4. Deploy the Fix (5-Minute Push)

Actions:
1. Backup the original query (e.g., save it to a file):
bash
pg_dump -t original_query_table -f backup.sql
2. Update the dashboard’s SQL (e.g., edit the query in Metabase, Tableau, or the customer’s custom app).
3. Monitor for regressions:
sql
-- Check for long-running queries
SELECT pid, query, now() - query_start AS duration
FROM pg_stat_activity
WHERE state = 'active' AND now() - query_start > interval '1 minute';

5. Document for the Customer (15-Minute Handoff)

Actions:
1. Write a 1-pager with:
- The old query vs. new query.
- Performance metrics (before/after).
- Any assumptions (e.g., "This assumes the date column is indexed").
2. Add a comment in the code (e.g., in Metabase or the dashboard’s SQL editor):
sql
-- OPTIMIZED 2023-10-01: Replaced self-join with LAG() window function.
-- Performance: 10m → 15s. Assumes `date` is indexed.
3. Schedule a follow-up to check for new bottlenecks (e.g., "Let’s review this in 2 weeks to see if usage patterns have changed").


Common Mistakes

Mistake Correction Why
Overusing SELECT * Explicitly list columns.
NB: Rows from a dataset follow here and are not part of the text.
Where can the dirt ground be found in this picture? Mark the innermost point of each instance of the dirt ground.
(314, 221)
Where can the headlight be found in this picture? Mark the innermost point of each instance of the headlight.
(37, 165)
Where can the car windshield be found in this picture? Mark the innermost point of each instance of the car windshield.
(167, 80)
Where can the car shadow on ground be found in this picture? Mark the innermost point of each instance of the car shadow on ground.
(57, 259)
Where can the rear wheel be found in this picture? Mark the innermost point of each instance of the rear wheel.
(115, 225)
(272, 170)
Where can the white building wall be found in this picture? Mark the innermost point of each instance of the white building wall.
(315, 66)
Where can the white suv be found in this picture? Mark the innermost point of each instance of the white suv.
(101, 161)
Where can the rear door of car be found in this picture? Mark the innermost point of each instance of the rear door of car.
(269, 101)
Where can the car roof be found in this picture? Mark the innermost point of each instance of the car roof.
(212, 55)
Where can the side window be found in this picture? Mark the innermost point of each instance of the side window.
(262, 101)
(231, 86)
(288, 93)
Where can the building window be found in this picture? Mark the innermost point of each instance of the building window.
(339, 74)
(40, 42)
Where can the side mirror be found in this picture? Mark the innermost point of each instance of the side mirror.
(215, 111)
Reduces I/O, memory usage, and network transfer (critical in air-gapped or low-bandwidth environments).
Ignoring EXPLAIN Always run EXPLAIN ANALYZE before optimizing. The database’s optimizer is smarter than you—let it show you the bottlenecks.
Assuming indexes are always good Drop unused indexes (they slow down INSERT/UPDATE). Indexes add write overhead. Field trap: In high-write environments (e.g., IoT sensors), too many indexes can kill performance.
Not testing with real data Test in the customer’s environment, not your lab. Their data distribution (e.g., skew, NULL rates) may differ wildly from your synthetic data.
Using OFFSET for pagination Use keyset pagination (e.g., WHERE id > last_seen_id LIMIT 100). OFFSET scans all skipped rows, making it slow for large datasets. Keyset pagination is O(1).
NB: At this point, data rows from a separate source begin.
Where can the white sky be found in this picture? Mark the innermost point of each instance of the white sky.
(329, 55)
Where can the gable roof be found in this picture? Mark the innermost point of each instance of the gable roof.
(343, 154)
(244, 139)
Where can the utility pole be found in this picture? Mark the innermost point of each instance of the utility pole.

FDE Interview / War Story Insights


1. The "We Need This Yesterday" Query

Interviewer: "The customer’s CEO is in the room and demands a report on last quarter’s sales by region—now. The query is timing out. What do you do?" Answer:
1. Ask for the business question (not the SQL). "What decision are they trying to make?" (e.g., "Are they looking for underperforming regions to cut costs?").
2. Narrow the scope: "Can we start with just North America?" (Reduces data volume.) 3. Use a materialized view or temp table: "I’ll pre-aggregate the data for the last 3 quarters and cache it." 4. Deliver a partial answer fast: "Here’s the top 5 regions by revenue—let me refine the rest."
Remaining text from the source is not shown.